I pod pomnikiem padają kolejne pytania do do władz miasta:
- Wczoraj przez cały dzień i już dziś widzieliśmy przejeżdżającą Straż Miejską dozorującą tego terenu. To standardowa procedura? - docieka Frysztak i wskazuje na nową kamerę u zbiegu ulic Taugutta i Żeromskiego. - Ona daje jasny przekaz, że będzie służyć dozorowaniu tego miejsca - twierdzi Konrad Frysztak. Pyta także o otoczenie pomnika. - Chyba nie wykonują go ludzie, którzy są zatrudnieni przez komitet? Kto, za jakie pieniądze przygotował teren pod tę inwestycje i przygotowuje otoczenie tej inwestycji? - dopytuje.
- Czy miasto, które za każdym kroku podkreśla, że pieniędzy brakuje, stać by dokładać do poników? Pytamy również o koszty obsługi imprez towarzyszących odsłonięcia. Wiemy nieoficjalnie, że koncert jest finansowany przez sponsora. Czy sponsor pokrył koszty miejskiej infrastruktury, która została do tego wykorzystana? Czy miasto w jakikolwiek sposób dołożyło cegiełkę do organizacji koncertów? - mówi Tyczyński.

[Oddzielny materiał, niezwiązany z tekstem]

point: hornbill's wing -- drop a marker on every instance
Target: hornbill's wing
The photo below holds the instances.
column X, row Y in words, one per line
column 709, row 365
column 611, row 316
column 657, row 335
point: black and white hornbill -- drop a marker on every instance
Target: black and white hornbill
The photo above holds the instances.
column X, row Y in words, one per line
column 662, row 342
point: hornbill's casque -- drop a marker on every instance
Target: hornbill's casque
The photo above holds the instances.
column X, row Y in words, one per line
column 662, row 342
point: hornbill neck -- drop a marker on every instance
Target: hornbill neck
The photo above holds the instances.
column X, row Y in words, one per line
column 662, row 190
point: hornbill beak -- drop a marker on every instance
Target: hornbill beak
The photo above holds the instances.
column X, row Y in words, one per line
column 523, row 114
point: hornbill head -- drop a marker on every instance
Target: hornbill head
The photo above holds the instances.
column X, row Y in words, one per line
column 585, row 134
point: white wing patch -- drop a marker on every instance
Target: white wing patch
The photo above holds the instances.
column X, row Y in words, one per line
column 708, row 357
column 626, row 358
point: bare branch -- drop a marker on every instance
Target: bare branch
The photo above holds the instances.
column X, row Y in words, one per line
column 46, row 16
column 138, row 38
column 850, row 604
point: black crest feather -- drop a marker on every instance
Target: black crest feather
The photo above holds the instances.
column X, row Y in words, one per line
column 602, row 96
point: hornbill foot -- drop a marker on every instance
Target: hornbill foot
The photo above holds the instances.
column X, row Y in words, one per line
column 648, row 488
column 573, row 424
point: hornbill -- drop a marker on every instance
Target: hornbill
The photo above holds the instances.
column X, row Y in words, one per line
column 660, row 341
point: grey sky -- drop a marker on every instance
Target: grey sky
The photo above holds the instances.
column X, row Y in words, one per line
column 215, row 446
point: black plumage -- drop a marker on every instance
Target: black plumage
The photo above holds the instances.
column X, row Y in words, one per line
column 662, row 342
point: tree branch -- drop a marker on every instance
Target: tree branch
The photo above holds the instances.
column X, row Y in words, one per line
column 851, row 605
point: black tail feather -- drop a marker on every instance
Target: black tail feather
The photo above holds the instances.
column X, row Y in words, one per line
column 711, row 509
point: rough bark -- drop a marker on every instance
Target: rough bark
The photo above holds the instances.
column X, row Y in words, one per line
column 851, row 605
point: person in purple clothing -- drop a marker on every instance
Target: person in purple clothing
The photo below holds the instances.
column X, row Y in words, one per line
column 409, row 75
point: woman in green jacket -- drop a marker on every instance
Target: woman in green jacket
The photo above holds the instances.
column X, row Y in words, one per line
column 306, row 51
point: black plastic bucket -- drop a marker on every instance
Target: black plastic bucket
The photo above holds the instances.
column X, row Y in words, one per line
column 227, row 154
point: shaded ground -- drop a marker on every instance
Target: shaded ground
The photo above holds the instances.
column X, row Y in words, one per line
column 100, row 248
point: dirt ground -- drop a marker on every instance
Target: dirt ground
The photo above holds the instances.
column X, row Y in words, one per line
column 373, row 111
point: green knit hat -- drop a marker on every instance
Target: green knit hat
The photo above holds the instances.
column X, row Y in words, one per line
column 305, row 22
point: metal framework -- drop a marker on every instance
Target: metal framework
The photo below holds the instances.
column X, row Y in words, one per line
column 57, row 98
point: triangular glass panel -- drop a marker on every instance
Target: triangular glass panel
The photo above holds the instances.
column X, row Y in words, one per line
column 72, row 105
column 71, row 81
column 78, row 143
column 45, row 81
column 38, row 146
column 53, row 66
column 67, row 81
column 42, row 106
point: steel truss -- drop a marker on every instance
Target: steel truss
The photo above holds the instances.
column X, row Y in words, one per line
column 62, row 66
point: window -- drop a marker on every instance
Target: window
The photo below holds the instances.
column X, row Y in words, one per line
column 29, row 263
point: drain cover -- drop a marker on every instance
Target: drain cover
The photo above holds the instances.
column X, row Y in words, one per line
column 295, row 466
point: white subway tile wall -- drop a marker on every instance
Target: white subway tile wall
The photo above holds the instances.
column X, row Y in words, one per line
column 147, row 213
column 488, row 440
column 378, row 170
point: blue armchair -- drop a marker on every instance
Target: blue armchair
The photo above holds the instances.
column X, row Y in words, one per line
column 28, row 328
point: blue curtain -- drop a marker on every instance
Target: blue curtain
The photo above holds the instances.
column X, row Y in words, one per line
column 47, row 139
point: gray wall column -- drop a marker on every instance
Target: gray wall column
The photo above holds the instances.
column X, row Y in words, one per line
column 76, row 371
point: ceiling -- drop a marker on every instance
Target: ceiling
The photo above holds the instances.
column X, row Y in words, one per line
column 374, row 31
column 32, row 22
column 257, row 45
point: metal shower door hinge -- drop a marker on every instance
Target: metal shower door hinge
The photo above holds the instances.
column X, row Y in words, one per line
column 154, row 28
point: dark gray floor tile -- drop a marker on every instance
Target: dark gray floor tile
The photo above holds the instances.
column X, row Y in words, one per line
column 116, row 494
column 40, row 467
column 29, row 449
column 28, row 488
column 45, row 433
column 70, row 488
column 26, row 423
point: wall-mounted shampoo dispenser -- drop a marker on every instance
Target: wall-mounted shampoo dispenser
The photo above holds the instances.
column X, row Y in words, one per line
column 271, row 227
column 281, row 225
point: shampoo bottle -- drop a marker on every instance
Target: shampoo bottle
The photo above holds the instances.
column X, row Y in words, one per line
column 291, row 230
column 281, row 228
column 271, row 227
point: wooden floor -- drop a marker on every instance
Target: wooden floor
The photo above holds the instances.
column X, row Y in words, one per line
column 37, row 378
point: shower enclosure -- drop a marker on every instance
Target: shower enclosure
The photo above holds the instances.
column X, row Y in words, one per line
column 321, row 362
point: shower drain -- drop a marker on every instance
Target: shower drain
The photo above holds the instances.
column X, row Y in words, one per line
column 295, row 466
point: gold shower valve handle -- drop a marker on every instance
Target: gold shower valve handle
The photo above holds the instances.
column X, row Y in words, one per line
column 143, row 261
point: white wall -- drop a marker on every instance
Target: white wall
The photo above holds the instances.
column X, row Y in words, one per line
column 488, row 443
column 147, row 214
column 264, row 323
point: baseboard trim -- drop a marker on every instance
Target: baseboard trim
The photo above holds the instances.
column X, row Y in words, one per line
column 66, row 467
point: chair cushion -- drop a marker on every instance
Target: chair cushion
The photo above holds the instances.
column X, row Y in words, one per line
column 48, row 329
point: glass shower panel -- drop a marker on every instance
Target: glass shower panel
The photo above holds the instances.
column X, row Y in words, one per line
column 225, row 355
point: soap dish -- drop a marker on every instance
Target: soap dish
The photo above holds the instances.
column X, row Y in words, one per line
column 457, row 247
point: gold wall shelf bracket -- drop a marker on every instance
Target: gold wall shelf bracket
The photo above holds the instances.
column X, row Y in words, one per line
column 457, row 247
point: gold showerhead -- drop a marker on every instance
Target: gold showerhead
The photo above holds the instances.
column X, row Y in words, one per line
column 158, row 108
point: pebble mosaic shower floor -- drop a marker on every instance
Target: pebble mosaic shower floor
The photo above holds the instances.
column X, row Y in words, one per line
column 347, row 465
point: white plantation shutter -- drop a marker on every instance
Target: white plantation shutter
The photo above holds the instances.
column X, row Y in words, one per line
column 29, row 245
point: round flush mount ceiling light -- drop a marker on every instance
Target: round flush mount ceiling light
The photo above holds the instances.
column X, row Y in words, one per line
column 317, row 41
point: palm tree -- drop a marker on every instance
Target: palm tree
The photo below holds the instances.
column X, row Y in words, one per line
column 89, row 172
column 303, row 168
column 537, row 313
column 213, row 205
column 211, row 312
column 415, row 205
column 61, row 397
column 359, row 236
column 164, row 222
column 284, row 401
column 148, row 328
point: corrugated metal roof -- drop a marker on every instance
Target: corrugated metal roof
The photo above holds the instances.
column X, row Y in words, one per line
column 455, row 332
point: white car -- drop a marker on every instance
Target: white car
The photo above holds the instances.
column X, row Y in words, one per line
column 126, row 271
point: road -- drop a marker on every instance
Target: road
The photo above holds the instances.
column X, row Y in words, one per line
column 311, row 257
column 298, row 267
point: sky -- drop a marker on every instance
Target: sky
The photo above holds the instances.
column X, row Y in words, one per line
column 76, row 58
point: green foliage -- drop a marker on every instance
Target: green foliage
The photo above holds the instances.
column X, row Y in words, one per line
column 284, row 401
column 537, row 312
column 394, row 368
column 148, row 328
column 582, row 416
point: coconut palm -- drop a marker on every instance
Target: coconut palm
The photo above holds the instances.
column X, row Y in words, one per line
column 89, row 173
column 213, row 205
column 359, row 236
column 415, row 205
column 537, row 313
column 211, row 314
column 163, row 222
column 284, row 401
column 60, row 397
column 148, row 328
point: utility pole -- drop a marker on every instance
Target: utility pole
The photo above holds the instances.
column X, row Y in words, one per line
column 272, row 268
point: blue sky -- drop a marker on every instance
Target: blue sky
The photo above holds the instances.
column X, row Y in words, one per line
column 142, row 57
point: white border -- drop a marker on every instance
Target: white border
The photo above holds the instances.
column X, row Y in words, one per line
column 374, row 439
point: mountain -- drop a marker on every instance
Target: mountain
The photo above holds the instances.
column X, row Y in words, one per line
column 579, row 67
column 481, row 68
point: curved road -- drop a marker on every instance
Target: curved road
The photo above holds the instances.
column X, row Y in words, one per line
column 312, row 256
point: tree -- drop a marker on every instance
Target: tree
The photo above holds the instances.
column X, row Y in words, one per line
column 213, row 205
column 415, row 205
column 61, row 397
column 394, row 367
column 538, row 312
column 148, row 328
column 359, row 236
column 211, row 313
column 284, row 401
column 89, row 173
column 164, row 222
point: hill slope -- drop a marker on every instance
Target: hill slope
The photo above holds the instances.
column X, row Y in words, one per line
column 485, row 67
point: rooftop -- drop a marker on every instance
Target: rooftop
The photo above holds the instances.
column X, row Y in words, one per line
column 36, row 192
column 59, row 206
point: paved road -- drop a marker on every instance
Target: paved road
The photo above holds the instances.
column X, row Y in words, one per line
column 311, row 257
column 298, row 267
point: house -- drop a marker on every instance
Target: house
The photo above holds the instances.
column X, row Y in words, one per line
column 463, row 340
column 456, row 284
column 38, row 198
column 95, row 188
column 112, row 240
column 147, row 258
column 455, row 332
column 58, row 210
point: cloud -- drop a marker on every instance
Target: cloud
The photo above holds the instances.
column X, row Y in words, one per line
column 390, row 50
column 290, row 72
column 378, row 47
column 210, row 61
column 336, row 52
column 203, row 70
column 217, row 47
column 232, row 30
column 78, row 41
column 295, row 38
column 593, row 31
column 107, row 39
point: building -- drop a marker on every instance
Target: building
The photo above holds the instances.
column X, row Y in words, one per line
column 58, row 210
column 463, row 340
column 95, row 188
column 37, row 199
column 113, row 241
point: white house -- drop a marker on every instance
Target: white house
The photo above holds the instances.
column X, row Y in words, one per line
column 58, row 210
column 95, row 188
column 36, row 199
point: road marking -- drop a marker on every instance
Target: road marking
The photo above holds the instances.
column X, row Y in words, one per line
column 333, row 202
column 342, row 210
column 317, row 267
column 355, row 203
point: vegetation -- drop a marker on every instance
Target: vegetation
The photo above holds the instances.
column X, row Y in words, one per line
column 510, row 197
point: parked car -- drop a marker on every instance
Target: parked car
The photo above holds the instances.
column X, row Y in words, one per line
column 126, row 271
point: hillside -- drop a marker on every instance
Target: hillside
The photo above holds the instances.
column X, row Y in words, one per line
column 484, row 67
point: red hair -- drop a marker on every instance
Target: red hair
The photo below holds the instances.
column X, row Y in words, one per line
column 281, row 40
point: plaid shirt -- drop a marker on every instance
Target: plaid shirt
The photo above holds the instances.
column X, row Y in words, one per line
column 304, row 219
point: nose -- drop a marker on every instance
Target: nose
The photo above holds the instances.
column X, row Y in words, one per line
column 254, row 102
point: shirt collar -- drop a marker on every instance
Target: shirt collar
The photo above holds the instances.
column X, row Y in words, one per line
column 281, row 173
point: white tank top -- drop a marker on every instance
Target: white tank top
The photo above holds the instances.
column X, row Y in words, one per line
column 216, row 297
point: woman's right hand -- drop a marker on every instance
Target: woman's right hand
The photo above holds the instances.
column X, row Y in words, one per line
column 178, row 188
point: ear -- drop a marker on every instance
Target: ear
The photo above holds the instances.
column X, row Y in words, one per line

W poniedziałek jeden z radnych PO złoży interpelację, zadając powyższe pytania.
(raa)
O finansowaniu budowy pomnika pisaliśmy w tym o raz w tym miejscu. Na plakatach widocznych w radomskich autobusach, zapraszających na wtorkowe otwarcie, możemy przeczytać:"Sponsor uroczystości: Fundacja Stefczyka".